The United Nations High Commissioner for Refugees (UNHCR) defines a refugee as “someone who has been forced to flee his or her country because of persecution, war, or violence”. In today’s world, upheaval on nearly every continent has forced millions to leave their homes. In the 1970s and ’80s, as part of my work as a photojournalist, I visited a number of refugee encampments across Asia and Africa, hoping that, in some small way, my photographs might tell their stories.

Leaving one’s home is probably the single most difficult decision one can make. Very few refugee camps provide anything more than basic lodging and subsistence.

It is a true test for the refugees on many levels. Education for children is almost always a casualty of the situation of too few resources for too many people. Yet, I have found there is almost always a resilience among refugees that belies their circumstances, and often those in the toughest situations reveal a fortitude that far surpasses what one might expect.

And so, this summer, with the International Olympic Committee offering support for the Refugee Olympic Team, we saw 10 individuals, each from a backdrop of strife and difficulty, who had been given the chance to train, live, and compete as Olympic athletes. That none of them won a medal was but a minor footnote to what was a committed and spirited group. Watching the long-distance runners take to the track, or the swimmers to the pool, one couldn’t help but be struck by the adherence to the hard work necessary for any athlete to succeed.

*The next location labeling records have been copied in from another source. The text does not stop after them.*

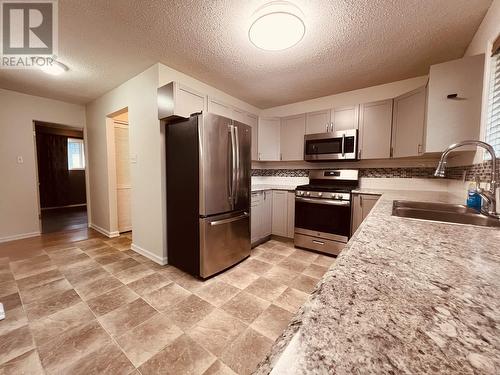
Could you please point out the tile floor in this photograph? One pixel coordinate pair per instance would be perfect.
(97, 307)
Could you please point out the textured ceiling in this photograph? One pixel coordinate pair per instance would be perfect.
(348, 45)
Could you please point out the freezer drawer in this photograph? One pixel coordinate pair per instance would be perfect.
(224, 241)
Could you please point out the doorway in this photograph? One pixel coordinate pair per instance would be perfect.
(122, 171)
(60, 154)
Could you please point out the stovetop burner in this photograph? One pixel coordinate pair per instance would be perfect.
(327, 188)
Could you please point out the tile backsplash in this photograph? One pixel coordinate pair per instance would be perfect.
(482, 170)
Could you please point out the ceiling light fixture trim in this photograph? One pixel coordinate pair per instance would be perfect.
(277, 26)
(57, 68)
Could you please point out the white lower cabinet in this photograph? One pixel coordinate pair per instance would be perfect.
(362, 204)
(260, 215)
(283, 213)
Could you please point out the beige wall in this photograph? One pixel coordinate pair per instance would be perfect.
(139, 96)
(487, 31)
(365, 95)
(18, 190)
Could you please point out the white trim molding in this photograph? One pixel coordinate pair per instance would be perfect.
(19, 236)
(107, 233)
(162, 261)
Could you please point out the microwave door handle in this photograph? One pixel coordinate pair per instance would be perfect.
(237, 169)
(343, 145)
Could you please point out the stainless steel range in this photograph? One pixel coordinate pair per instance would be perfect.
(323, 210)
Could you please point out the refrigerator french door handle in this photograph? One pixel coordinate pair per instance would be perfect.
(230, 162)
(237, 171)
(233, 165)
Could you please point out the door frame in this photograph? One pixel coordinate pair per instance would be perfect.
(37, 177)
(111, 166)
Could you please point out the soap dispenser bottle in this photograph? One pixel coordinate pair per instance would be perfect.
(473, 198)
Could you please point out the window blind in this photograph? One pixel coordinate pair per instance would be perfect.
(493, 124)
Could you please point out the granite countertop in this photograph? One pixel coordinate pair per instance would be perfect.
(262, 187)
(404, 297)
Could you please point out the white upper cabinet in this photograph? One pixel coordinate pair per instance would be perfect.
(345, 118)
(292, 137)
(408, 124)
(219, 108)
(454, 102)
(269, 130)
(175, 99)
(188, 101)
(253, 121)
(375, 123)
(317, 122)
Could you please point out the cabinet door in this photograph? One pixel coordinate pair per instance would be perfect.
(362, 205)
(255, 216)
(408, 124)
(317, 122)
(375, 121)
(454, 103)
(292, 138)
(253, 121)
(280, 208)
(269, 139)
(291, 214)
(219, 108)
(345, 118)
(267, 214)
(188, 101)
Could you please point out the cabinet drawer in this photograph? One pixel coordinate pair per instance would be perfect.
(318, 244)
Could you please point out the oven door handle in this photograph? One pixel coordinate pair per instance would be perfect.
(330, 202)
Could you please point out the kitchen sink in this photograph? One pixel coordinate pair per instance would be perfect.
(449, 213)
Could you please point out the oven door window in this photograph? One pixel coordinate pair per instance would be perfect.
(324, 146)
(323, 218)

The first day at the training pool, I spent a couple of hours with Yusra Mardini and Rami Anis, both swimmers from Syria. Would they win medals or set new records? Perhaps not, but nothing I saw in Rio, in any venue, could compete with the sheer dedication to work – hours going full-bore in the pool – which they displayed. The runners too came with a single-mindedness which was typical of what one would expect of an Olympian. Sometimes it’s the game itself, and devotion to the game, be it running, judo, or swimming, which is the test. Days, months, even years of preparation are the rule, not the exception. The concept of Olympism embraces the fusion of mind, will, and body, and these refugee athletes excelled in every way, above all, in an age of adversity, with their own humanity.